René Herbst: Pioneer of the Modern Movement – Delaporte Monograph 2004
First edition of the definitive study on the UAM co-founder and master of French rationalist design
Within the editorial landscape dedicated to twentieth-century design, few publications have filled historiographical gaps with the documentary precision of the monograph Guillemette Delaporte devoted to René Herbst for Flammarion in 2004. This work represents the first organic study of a figure too often relegated to the margins of the Modern Movement narrative, yet central to the evolution of French design between the wars.
Bibliographic Notes
The volume distinguishes itself through first-rate iconographic apparatus: period photographs from the Herbst family's private archives, original technical drawings and photographic documentation of the exhibition installations that marked the designer's career. The chronological structure adopted by Delaporte allows one to follow Herbst's stylistic evolution from his architectural training at the École des Beaux-Arts through decisive collaborations with Robert Mallet-Stevens and Le Corbusier. Particular attention is devoted to the period 1929-1937, when Herbst, as co-founder of the Union des Artistes Modernes, helped define French rationalist aesthetics in opposition to the decorativism of the Société des Artistes Décorateurs.
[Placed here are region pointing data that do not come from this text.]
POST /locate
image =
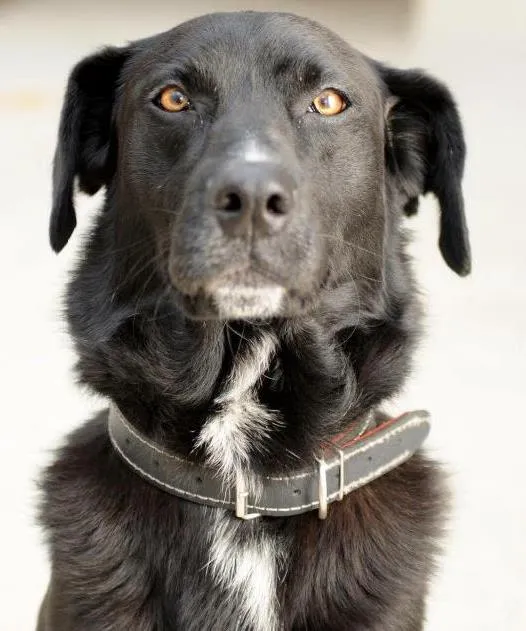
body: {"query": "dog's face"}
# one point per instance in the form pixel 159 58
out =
pixel 265 158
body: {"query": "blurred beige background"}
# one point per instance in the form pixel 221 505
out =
pixel 470 371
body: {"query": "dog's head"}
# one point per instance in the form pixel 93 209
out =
pixel 262 160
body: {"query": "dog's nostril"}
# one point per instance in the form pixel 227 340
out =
pixel 276 204
pixel 231 202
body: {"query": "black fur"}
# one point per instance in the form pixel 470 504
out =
pixel 127 556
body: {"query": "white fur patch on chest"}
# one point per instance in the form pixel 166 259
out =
pixel 248 570
pixel 241 422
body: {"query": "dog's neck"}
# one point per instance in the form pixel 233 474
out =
pixel 237 393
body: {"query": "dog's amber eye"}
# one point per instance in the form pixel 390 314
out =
pixel 173 99
pixel 329 103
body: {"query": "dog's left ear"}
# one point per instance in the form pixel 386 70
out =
pixel 86 146
pixel 426 151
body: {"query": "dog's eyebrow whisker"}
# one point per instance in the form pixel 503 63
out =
pixel 351 244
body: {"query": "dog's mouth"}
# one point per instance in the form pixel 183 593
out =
pixel 246 295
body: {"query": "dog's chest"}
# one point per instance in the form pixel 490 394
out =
pixel 243 558
pixel 245 562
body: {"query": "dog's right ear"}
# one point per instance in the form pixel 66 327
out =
pixel 86 143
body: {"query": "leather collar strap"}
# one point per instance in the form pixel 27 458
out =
pixel 351 460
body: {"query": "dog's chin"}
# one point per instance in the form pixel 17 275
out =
pixel 246 298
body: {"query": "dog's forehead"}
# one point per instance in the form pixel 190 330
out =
pixel 271 42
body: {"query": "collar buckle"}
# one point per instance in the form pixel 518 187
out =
pixel 242 499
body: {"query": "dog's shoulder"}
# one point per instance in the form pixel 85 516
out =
pixel 375 552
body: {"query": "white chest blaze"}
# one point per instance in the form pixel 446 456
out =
pixel 246 567
pixel 241 421
pixel 247 570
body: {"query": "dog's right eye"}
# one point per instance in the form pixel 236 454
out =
pixel 172 99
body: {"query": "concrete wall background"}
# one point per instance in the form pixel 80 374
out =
pixel 470 370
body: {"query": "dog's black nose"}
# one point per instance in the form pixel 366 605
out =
pixel 256 196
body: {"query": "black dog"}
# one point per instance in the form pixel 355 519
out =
pixel 249 258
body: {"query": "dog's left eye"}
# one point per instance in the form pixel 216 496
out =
pixel 330 102
pixel 172 99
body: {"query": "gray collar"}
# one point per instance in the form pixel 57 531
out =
pixel 352 459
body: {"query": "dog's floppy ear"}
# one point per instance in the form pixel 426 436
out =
pixel 426 151
pixel 85 147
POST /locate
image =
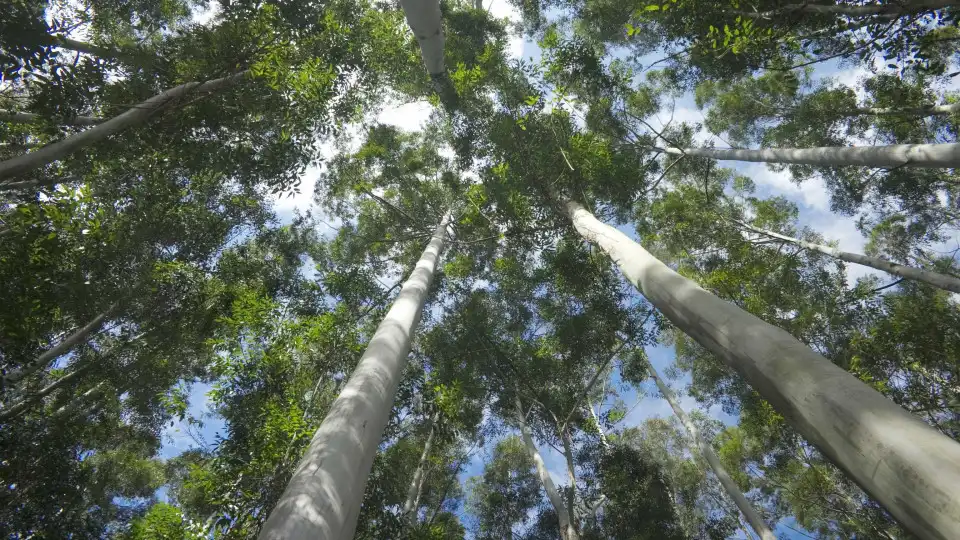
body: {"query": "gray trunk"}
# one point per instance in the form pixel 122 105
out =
pixel 133 117
pixel 29 118
pixel 60 349
pixel 27 401
pixel 924 110
pixel 566 526
pixel 891 8
pixel 596 420
pixel 322 500
pixel 894 155
pixel 749 512
pixel 941 281
pixel 907 466
pixel 423 17
pixel 416 485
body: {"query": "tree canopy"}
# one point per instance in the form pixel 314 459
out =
pixel 460 332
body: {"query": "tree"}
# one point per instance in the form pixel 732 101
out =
pixel 366 399
pixel 733 491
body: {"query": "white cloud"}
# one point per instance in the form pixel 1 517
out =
pixel 288 203
pixel 503 9
pixel 812 193
pixel 406 116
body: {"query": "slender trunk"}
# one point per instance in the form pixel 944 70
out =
pixel 322 500
pixel 416 485
pixel 894 155
pixel 566 526
pixel 572 476
pixel 72 405
pixel 596 420
pixel 27 401
pixel 80 46
pixel 133 117
pixel 923 110
pixel 906 465
pixel 423 17
pixel 941 281
pixel 891 8
pixel 29 118
pixel 749 512
pixel 60 349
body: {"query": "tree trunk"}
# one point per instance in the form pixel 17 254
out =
pixel 73 404
pixel 572 476
pixel 416 485
pixel 596 420
pixel 894 155
pixel 923 110
pixel 29 118
pixel 322 500
pixel 133 117
pixel 80 46
pixel 891 8
pixel 910 468
pixel 749 512
pixel 60 349
pixel 21 406
pixel 567 531
pixel 423 17
pixel 941 281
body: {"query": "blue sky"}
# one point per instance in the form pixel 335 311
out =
pixel 811 197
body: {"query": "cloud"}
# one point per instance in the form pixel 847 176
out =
pixel 811 193
pixel 406 116
pixel 503 9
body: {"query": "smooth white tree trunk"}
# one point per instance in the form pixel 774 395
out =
pixel 423 17
pixel 925 110
pixel 567 529
pixel 596 420
pixel 29 118
pixel 27 401
pixel 894 155
pixel 416 485
pixel 60 349
pixel 322 500
pixel 885 8
pixel 134 116
pixel 64 42
pixel 910 468
pixel 749 512
pixel 942 281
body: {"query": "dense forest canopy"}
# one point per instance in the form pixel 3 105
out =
pixel 502 269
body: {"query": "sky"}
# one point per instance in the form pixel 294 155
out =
pixel 811 197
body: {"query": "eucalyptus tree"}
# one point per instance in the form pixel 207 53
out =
pixel 296 59
pixel 734 334
pixel 755 520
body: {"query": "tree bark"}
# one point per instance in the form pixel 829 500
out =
pixel 322 500
pixel 924 110
pixel 21 406
pixel 572 476
pixel 890 8
pixel 423 17
pixel 29 118
pixel 910 468
pixel 706 450
pixel 596 420
pixel 566 526
pixel 894 155
pixel 60 349
pixel 81 47
pixel 941 281
pixel 416 485
pixel 133 117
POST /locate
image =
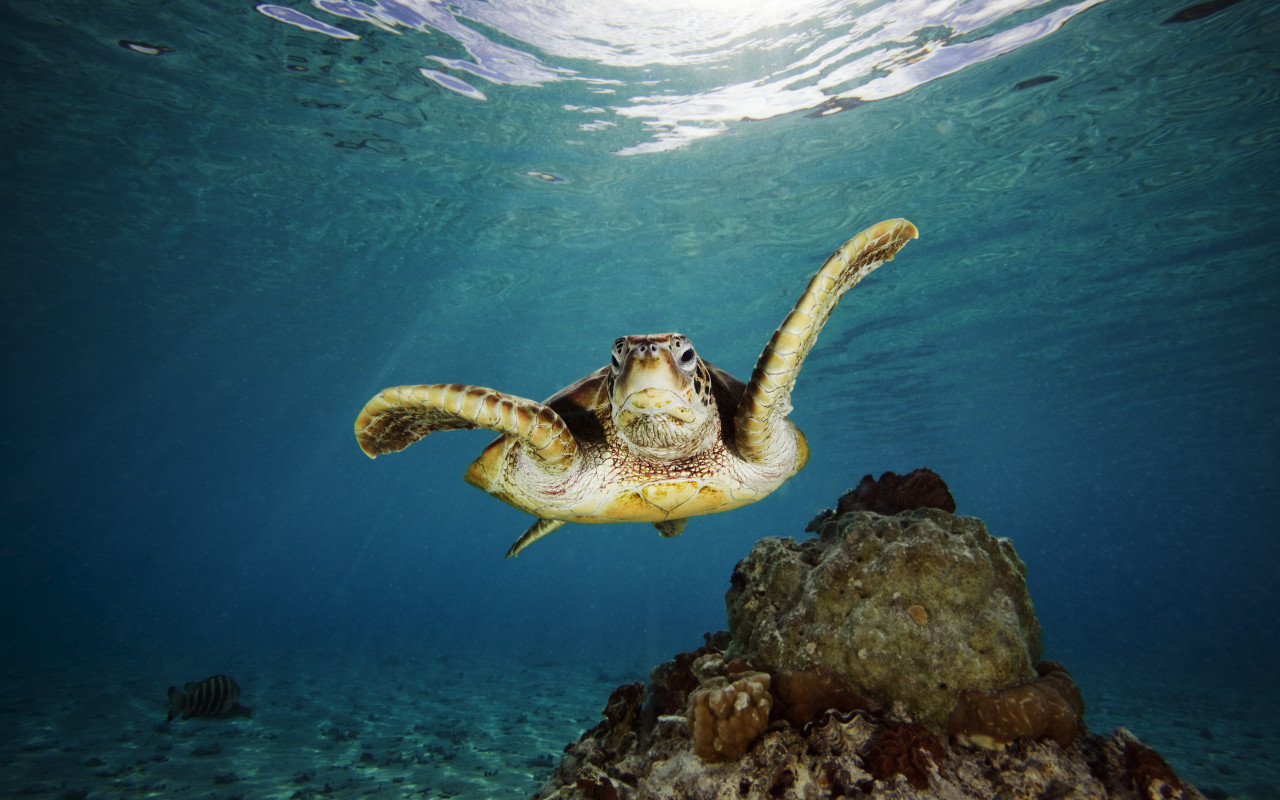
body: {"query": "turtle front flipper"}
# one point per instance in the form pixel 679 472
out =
pixel 767 400
pixel 398 416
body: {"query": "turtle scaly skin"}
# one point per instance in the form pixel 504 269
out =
pixel 658 435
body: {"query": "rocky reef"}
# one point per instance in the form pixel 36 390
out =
pixel 890 657
pixel 908 608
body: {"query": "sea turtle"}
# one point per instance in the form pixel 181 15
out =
pixel 658 435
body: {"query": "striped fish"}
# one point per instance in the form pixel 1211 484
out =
pixel 215 696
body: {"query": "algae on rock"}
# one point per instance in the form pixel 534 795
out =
pixel 909 608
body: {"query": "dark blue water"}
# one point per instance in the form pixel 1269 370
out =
pixel 214 256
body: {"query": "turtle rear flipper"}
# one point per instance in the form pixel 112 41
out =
pixel 398 416
pixel 535 531
pixel 767 400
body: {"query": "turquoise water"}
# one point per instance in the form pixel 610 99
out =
pixel 220 241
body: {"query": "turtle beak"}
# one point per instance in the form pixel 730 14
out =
pixel 650 383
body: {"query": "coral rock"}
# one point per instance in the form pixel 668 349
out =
pixel 1047 708
pixel 801 695
pixel 894 493
pixel 725 717
pixel 1151 775
pixel 905 749
pixel 844 600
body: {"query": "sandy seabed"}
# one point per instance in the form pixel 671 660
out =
pixel 457 727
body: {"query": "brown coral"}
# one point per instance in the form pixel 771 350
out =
pixel 896 493
pixel 801 695
pixel 906 749
pixel 1152 777
pixel 725 717
pixel 1047 708
pixel 672 681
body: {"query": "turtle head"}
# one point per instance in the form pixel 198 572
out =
pixel 661 396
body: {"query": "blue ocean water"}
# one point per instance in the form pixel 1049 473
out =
pixel 224 232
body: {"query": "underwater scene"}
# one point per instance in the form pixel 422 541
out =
pixel 634 529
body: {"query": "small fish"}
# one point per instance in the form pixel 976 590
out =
pixel 215 696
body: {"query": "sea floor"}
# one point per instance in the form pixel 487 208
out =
pixel 466 728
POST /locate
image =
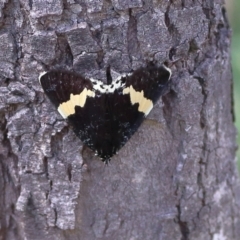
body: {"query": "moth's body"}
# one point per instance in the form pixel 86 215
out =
pixel 105 116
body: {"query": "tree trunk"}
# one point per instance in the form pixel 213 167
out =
pixel 175 178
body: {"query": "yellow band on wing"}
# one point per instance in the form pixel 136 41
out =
pixel 145 105
pixel 68 108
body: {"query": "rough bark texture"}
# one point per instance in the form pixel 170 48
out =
pixel 176 177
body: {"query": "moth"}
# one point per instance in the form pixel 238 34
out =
pixel 105 116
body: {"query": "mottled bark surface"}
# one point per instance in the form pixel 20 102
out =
pixel 176 177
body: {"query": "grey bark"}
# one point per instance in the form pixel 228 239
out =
pixel 176 177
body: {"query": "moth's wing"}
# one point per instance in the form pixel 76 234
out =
pixel 152 80
pixel 145 86
pixel 60 85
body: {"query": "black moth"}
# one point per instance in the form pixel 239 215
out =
pixel 105 116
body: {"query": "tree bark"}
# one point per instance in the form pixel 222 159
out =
pixel 176 178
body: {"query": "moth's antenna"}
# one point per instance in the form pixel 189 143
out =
pixel 108 73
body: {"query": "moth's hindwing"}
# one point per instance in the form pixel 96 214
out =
pixel 104 116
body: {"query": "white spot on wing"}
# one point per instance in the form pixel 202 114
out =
pixel 145 105
pixel 68 108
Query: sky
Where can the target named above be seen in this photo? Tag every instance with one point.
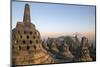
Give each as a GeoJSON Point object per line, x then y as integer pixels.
{"type": "Point", "coordinates": [57, 19]}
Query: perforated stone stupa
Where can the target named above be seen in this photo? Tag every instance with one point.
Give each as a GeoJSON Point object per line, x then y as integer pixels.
{"type": "Point", "coordinates": [26, 43]}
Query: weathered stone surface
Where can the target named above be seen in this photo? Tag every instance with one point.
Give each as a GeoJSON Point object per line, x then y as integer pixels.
{"type": "Point", "coordinates": [26, 43]}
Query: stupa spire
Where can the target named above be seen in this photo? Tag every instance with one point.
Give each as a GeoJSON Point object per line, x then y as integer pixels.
{"type": "Point", "coordinates": [27, 14]}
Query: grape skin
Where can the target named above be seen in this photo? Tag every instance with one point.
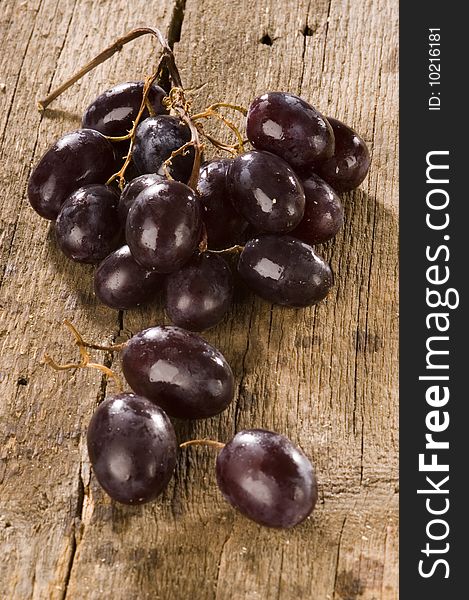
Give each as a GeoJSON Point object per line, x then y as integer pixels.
{"type": "Point", "coordinates": [163, 226]}
{"type": "Point", "coordinates": [289, 127]}
{"type": "Point", "coordinates": [179, 371]}
{"type": "Point", "coordinates": [78, 158]}
{"type": "Point", "coordinates": [324, 214]}
{"type": "Point", "coordinates": [267, 478]}
{"type": "Point", "coordinates": [132, 190]}
{"type": "Point", "coordinates": [121, 283]}
{"type": "Point", "coordinates": [155, 139]}
{"type": "Point", "coordinates": [284, 270]}
{"type": "Point", "coordinates": [199, 294]}
{"type": "Point", "coordinates": [224, 225]}
{"type": "Point", "coordinates": [132, 448]}
{"type": "Point", "coordinates": [266, 192]}
{"type": "Point", "coordinates": [88, 228]}
{"type": "Point", "coordinates": [349, 165]}
{"type": "Point", "coordinates": [112, 113]}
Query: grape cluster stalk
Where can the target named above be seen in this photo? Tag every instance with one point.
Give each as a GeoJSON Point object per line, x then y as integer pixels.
{"type": "Point", "coordinates": [130, 193]}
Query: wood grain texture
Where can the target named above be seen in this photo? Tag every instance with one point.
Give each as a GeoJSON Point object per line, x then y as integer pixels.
{"type": "Point", "coordinates": [324, 376]}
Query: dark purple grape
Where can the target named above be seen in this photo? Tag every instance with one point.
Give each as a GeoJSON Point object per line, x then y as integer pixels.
{"type": "Point", "coordinates": [324, 214]}
{"type": "Point", "coordinates": [266, 192]}
{"type": "Point", "coordinates": [77, 159]}
{"type": "Point", "coordinates": [285, 271]}
{"type": "Point", "coordinates": [199, 295]}
{"type": "Point", "coordinates": [349, 165]}
{"type": "Point", "coordinates": [88, 228]}
{"type": "Point", "coordinates": [224, 225]}
{"type": "Point", "coordinates": [155, 139]}
{"type": "Point", "coordinates": [132, 190]}
{"type": "Point", "coordinates": [132, 448]}
{"type": "Point", "coordinates": [112, 113]}
{"type": "Point", "coordinates": [267, 478]}
{"type": "Point", "coordinates": [289, 127]}
{"type": "Point", "coordinates": [163, 226]}
{"type": "Point", "coordinates": [179, 371]}
{"type": "Point", "coordinates": [121, 283]}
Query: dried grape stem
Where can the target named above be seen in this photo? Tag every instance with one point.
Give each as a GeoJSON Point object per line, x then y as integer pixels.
{"type": "Point", "coordinates": [210, 112]}
{"type": "Point", "coordinates": [232, 250]}
{"type": "Point", "coordinates": [211, 443]}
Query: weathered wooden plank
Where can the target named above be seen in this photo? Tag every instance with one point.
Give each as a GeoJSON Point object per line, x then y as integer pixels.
{"type": "Point", "coordinates": [325, 376]}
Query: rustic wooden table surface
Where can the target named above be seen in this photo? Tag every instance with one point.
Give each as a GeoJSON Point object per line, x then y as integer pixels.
{"type": "Point", "coordinates": [324, 376]}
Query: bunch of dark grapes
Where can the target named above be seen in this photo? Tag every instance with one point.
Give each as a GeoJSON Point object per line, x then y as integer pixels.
{"type": "Point", "coordinates": [128, 192]}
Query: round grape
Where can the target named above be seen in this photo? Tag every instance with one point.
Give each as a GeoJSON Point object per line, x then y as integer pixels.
{"type": "Point", "coordinates": [132, 448]}
{"type": "Point", "coordinates": [266, 191]}
{"type": "Point", "coordinates": [113, 112]}
{"type": "Point", "coordinates": [77, 159]}
{"type": "Point", "coordinates": [87, 227]}
{"type": "Point", "coordinates": [133, 189]}
{"type": "Point", "coordinates": [289, 127]}
{"type": "Point", "coordinates": [200, 294]}
{"type": "Point", "coordinates": [121, 283]}
{"type": "Point", "coordinates": [163, 226]}
{"type": "Point", "coordinates": [224, 225]}
{"type": "Point", "coordinates": [155, 139]}
{"type": "Point", "coordinates": [285, 271]}
{"type": "Point", "coordinates": [349, 165]}
{"type": "Point", "coordinates": [324, 214]}
{"type": "Point", "coordinates": [179, 371]}
{"type": "Point", "coordinates": [267, 478]}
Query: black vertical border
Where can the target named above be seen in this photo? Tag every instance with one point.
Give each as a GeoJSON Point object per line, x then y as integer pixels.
{"type": "Point", "coordinates": [422, 131]}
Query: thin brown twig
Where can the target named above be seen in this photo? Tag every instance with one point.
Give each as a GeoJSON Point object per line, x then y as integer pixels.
{"type": "Point", "coordinates": [212, 443]}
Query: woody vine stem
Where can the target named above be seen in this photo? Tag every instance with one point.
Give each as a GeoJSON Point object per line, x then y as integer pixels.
{"type": "Point", "coordinates": [176, 101]}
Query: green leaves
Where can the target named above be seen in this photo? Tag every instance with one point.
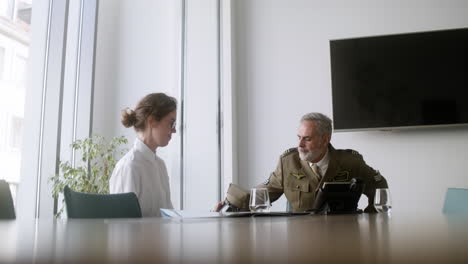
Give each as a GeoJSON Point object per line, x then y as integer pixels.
{"type": "Point", "coordinates": [92, 170]}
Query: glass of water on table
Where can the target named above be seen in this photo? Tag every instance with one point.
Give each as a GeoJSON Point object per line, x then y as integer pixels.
{"type": "Point", "coordinates": [259, 200]}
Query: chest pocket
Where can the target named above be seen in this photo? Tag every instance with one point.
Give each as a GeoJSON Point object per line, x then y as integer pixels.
{"type": "Point", "coordinates": [299, 193]}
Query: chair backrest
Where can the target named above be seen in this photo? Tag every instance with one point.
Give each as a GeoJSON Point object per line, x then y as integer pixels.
{"type": "Point", "coordinates": [456, 201]}
{"type": "Point", "coordinates": [7, 209]}
{"type": "Point", "coordinates": [87, 205]}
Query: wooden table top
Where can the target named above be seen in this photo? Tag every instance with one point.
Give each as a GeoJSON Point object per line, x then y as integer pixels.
{"type": "Point", "coordinates": [365, 238]}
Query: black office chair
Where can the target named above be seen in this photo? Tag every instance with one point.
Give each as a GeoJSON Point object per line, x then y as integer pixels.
{"type": "Point", "coordinates": [88, 205]}
{"type": "Point", "coordinates": [7, 209]}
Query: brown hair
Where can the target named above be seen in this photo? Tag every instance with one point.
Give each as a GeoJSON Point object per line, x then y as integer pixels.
{"type": "Point", "coordinates": [157, 105]}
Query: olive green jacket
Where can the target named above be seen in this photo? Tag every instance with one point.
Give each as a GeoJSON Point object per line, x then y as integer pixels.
{"type": "Point", "coordinates": [295, 178]}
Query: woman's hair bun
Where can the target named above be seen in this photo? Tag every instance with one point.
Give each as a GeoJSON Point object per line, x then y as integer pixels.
{"type": "Point", "coordinates": [128, 117]}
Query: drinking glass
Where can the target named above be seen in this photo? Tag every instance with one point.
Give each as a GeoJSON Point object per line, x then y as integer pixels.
{"type": "Point", "coordinates": [259, 200]}
{"type": "Point", "coordinates": [382, 200]}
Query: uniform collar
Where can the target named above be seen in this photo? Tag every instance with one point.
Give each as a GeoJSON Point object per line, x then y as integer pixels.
{"type": "Point", "coordinates": [145, 150]}
{"type": "Point", "coordinates": [324, 161]}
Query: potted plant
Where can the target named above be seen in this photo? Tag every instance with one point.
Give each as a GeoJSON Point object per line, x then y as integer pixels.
{"type": "Point", "coordinates": [93, 171]}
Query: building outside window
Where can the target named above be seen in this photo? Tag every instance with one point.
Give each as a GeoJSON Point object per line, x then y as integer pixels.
{"type": "Point", "coordinates": [15, 23]}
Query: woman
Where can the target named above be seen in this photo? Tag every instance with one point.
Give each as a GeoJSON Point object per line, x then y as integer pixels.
{"type": "Point", "coordinates": [141, 170]}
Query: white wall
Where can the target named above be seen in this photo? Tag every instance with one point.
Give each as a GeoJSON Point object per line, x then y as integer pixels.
{"type": "Point", "coordinates": [283, 71]}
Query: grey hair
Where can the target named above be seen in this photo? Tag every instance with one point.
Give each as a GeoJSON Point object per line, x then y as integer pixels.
{"type": "Point", "coordinates": [324, 123]}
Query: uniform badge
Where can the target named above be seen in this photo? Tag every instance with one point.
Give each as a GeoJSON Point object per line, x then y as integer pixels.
{"type": "Point", "coordinates": [298, 175]}
{"type": "Point", "coordinates": [378, 176]}
{"type": "Point", "coordinates": [341, 176]}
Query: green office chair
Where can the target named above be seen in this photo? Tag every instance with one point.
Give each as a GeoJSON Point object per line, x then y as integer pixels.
{"type": "Point", "coordinates": [87, 205]}
{"type": "Point", "coordinates": [7, 209]}
{"type": "Point", "coordinates": [456, 201]}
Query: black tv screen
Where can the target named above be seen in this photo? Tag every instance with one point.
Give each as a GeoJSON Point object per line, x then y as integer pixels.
{"type": "Point", "coordinates": [400, 81]}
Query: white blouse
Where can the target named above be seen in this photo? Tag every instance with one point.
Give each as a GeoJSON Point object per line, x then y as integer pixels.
{"type": "Point", "coordinates": [141, 171]}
Sections dedicated to chromed tubular steel furniture – the celebrated folding chairs, demountable tables, modular bookcases – document with philological rigour the functionalist approach that characterised the master's production. Explorations of projects for the ocean liners Normandie and Île-de-France testify to the application of modernist principles to spaces of travelling luxury.
Provenance and Condition
The present copy belongs to the first edition published by Flammarion in 2004, recognisable by its specific ISBN and the quality of offset printing on coated paper. Being a recent publication, the print run was substantial and aimed primarily at academic and specialist markets. The state of preservation proves generally good for circulating volumes: the hardback binding with laminated dust jacket guarantees reasonable resistance to wear, though library copies or frequently consulted examples may show signs of use on the jacket. Flammarion's editorial quality ensures sound binding integrity and colour rendering of illustrations still faithful to the original, a non-negligible element considering the importance of visual apparatus for understanding Herbst's work.
Market Value
The market valuation for this monograph stands in the €50-80 range, reflecting the nature of a recent specialist publication with still reasonable availability on the antiquarian market. Major book commerce platforms – AbeBooks, Maremagnum, Amazon Marketplace and Catawiki – confirm this price bracket for copies in good to fine condition. The contained value derives from several factors: the absence of limited or numbered editions, standard commercial print run and relative bibliographic youth that has not yet permitted the appreciation typical of works out of print for decades. Nevertheless, the monograph maintains consistent interest among modernist design collectors, UAM scholars and bibliophiles specialising in interwar interior architecture. Copies with author's inscription or from notable collections might justify higher valuations, whilst ex-library copies or those with significant jacket damage tend towards the lower end of the range. Demand remains stable but circumscribed to a niche audience, an element limiting the speculative fluctuations typical of other sectors of book collecting.
Why It Matters
Beyond market considerations, this monograph represents an irreplaceable research tool for anyone concerned with twentieth-century French design. René Herbst embodied that synthesis of functionalist rigour and aesthetic sensibility that characterised the finest UAM production, a group that anticipated by decades themes now central to design discourse: modularity, demountability, industrial seriality. Delaporte's work restores historiographical dignity to a master too often overshadowed by more celebrated contemporaries, documenting with archival precision a corpus of works that influenced generations of designers. For the collector of art and design books, acquiring this first edition guarantees access to a primary information source, destined to remain an essential bibliographic reference until – and if – future research produces equally exhaustive studies. The relative economic accessibility makes this monograph an opportunity to enrich specialist libraries without prohibitive financial commitments, confirming how the cultural value of a work does not always coincide with market quotations.